Sandal jepit untuk alumna Santa Ursula Jakarta

Melihat sandal jepit ini saya terkesan, karena baru kali ini menjumpai sandal sebagai suvenir sebuah alumnae sekolah. Eh apa, alumnae? Misalnya si pembuat sandal hanya seorang, maka dia layak disebut alumna Santa Ursula, SMA di Lapangan Bateng, Jakpus, yang semua muridnya cewek, sehingga kaus olahraga mereka ada yang berversi “0% laki-laki”. Putri saya alumna sana, dulu peniup selompret di marching brass.

Alumna. Alumnae. Saya pernah diprotes oleh lebih dari seorang karena menuliskan alumna (tunggal; untuk perempuan) dan juga alumnae (jamak; perempuan). Mereka bilang dua kata itu asing. Pembaca tidak paham.

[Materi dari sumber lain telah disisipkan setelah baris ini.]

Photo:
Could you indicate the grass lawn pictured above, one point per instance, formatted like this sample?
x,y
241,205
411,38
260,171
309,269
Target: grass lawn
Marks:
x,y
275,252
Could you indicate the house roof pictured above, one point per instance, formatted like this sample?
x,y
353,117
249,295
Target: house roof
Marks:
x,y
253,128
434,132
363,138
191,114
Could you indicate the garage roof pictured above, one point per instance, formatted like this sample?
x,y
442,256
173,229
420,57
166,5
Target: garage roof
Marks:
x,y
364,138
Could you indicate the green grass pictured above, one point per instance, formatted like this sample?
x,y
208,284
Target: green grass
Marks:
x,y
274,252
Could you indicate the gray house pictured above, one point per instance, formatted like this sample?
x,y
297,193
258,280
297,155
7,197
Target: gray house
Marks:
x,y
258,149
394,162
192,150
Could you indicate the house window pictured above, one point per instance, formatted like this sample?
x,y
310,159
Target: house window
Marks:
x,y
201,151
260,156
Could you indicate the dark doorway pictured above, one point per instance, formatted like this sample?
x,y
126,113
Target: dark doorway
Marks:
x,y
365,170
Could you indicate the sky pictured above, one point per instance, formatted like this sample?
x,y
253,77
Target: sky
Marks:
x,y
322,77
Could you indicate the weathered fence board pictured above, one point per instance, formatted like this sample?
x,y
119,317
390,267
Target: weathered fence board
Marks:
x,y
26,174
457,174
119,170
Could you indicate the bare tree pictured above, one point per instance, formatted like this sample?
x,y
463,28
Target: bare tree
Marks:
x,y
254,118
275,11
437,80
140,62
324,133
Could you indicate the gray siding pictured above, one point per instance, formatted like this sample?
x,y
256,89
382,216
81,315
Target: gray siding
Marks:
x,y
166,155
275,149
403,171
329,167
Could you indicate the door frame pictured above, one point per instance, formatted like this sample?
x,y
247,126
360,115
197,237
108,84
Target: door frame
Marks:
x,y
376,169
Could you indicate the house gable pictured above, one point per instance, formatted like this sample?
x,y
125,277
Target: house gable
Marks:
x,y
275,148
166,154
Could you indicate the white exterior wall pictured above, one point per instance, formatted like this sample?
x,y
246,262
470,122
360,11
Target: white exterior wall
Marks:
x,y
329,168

Ada juga sanggahan kuat, dua kata itu tak ada dalam KBBI. Sampai kini, KBBI V, juga tak memasukkan lema alumna dan alumnae.

Marching brass Santa Ursula dalam sandal jepit untuk alumna

Saya lupa, KBBI entah versi berapa tak membedakan alumnus (tunggal) dan alumni (jamak) — tolong Anda koreksi jika ingatan saya kacau. Sama seperti terhadap politikus (tunggal) dan politisi (jamak). Demikian pula terhadap musikus (tunggal) dan musisi (jamak).

Memang sih Badan Bahasa menganut kebijakan serapan kata asing mengikuti kaidah bahasa penyerap. Hal itu berlaku pada hampir semua bahasa dalam menyerap kata asing. Dalam perjalanan waktu “ulama” bisa berlaku jamak maupun tunggal — sementara bahasa Inggris mengenal ulemas untuk jamak. Tentang kata “antum”, yang kata orang sebenarnya untuk jamak, belum ada dalam aplikasi KBBI V. Kalau “anta” ada.

Kembali ke jamak dan tunggal, akhirnya KBBI V membedakan alumnus (“orang yang…”) dan alumni (“orang-orang yang…”), tetapi tidak untuk musikus dan musisi, pun politikus dan politisi.

Apakah kerepotan kita karena merujuk dua bahasa asing, yakni Belanda lama dan Inggris? Untuk musikus dan musisi, bahasa Belanda akhirnya lebih acap memakai muzikant dan muzikanten. Kalau politicus dan politici sih masih.

Di Indonesia, kata politisi tampaknya lebih disukai karena tak mengandung tikus. Tidak bagus saat seseorang memperkenalkan diri dalam kampanye caleg.